# Is a torque wrench necessary for putting on a mower blade?



## ryeguy

The manual to my timemaster suggests this, but I'm curious if this is actually needed or if it's just something they're saying to protect against undertightening.


----------



## Greendoc

I think overtightening is worse. Snapped bolts or bolts that will not come off the next time. Most of us are strong enough to overdo it.


----------



## Mightyquinn

When I used a rotary mower and I would change the blade or sharpen it, I wouldn't use a torque wrench and just make sure the bolt was nice and tight. I've never had any issues with it coming loose or being difficult to remove. When tightening the bolt down, just don't go overboard with it and make sure it's torqued to German specifications "gutentight"


----------



## Pedro built

there cheap and makes me feel good about it but almost nobody uses one and you rarely hear of blades coming off.


----------



## j4c11

I just tighten it as far as it will go with my impact wrench 

No, seriously :lol:


----------



## TulsaFan

Lopezpslc said:


> there cheap and makes me feel good about it but almost nobody uses one and you rarely hear of blades coming off.


The length of the bolt used to secure the blade would cause some extreme scalping before the threads fully pulled out.


----------



## gene_stl

The direction of the screw threads are usually such that as you mow the threads get tighter. They need to be tight enough so that there is no slippage. Then they will tighten as you mow. I always put some copper anti-sieze on the bolts. You could also use almost any grease. I have always used a torque wrench and the torque specs are always unbelievably tight. (118 ft lbs on my Hustler , 120 on the orange monster) That is hard to do without an extension, while you are also keeping the blade from turning with a two by four. (for a fat old geeb like me)

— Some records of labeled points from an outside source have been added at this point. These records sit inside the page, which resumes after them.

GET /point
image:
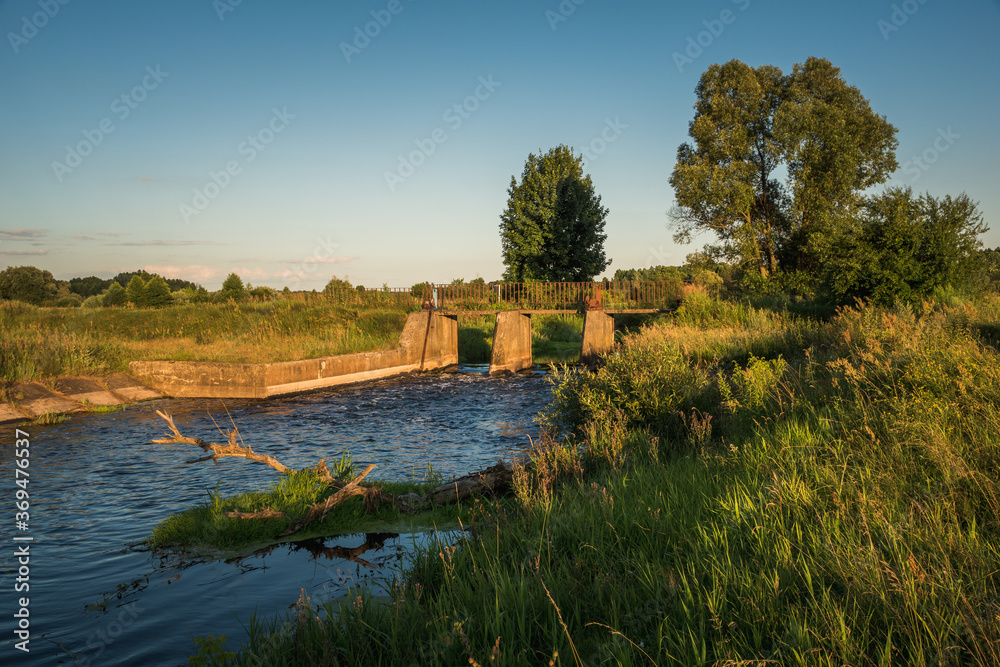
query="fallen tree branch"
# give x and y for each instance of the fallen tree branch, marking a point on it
(318, 510)
(496, 479)
(266, 513)
(221, 451)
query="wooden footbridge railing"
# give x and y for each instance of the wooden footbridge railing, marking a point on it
(567, 297)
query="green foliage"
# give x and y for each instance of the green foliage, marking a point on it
(211, 652)
(89, 286)
(71, 301)
(336, 285)
(653, 273)
(115, 295)
(135, 293)
(904, 247)
(157, 293)
(553, 226)
(27, 284)
(263, 293)
(750, 122)
(422, 290)
(232, 290)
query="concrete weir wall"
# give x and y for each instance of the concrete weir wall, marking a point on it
(511, 342)
(428, 341)
(598, 336)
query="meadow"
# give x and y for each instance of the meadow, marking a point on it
(738, 485)
(41, 343)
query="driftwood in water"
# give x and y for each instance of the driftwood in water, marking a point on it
(219, 451)
(496, 479)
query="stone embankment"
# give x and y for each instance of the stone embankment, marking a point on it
(33, 400)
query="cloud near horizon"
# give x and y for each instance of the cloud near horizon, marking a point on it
(22, 234)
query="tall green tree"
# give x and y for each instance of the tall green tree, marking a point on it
(157, 292)
(135, 292)
(752, 124)
(28, 284)
(553, 226)
(114, 295)
(232, 289)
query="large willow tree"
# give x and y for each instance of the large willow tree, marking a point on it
(754, 125)
(553, 226)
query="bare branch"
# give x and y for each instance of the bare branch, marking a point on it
(218, 451)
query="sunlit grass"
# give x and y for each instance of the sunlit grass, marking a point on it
(48, 342)
(733, 487)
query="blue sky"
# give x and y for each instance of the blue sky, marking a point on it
(280, 141)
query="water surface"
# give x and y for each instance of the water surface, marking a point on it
(98, 485)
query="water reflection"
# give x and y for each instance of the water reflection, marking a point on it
(99, 597)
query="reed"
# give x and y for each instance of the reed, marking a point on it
(738, 486)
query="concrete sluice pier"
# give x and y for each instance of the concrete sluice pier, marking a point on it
(429, 341)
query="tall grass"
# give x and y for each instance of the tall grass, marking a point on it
(43, 342)
(802, 494)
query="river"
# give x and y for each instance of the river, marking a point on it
(98, 487)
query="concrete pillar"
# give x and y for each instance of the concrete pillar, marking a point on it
(598, 335)
(511, 342)
(440, 347)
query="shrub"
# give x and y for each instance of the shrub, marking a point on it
(157, 293)
(115, 295)
(135, 293)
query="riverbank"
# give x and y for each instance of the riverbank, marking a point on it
(738, 485)
(51, 402)
(41, 344)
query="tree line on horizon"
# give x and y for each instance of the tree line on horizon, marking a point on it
(820, 232)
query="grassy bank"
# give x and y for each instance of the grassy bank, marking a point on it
(40, 343)
(205, 528)
(736, 487)
(48, 342)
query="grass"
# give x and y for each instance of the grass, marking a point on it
(737, 486)
(50, 342)
(206, 530)
(44, 343)
(555, 339)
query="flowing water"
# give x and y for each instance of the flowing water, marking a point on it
(98, 487)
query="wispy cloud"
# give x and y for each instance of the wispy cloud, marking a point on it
(22, 234)
(160, 242)
(343, 259)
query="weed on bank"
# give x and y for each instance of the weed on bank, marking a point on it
(738, 486)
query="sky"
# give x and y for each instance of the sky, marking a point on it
(290, 142)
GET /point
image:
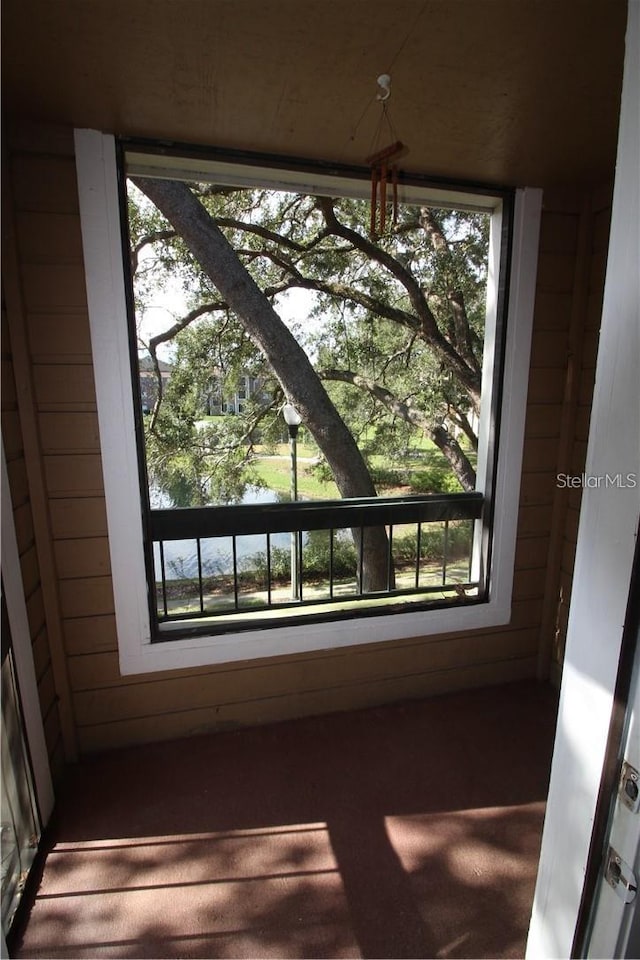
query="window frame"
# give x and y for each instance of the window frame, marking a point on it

The Hustler has "Belleville spring washers" which have a very visible dish shape. They have to be put on correctly (obvious)
and when you torque them down they mash flat and put a lot of locking force on the spindle. The Hustler spindles have a large almost three inch diameter flat for the blade top to bear on. Way overkill compared to any residential mower I have ever changed blades on.

As previously mentioned torque wrenches have gotten cheep. But I think a half inch drive breaker bar would be good enough. Half inch drive is important.


----------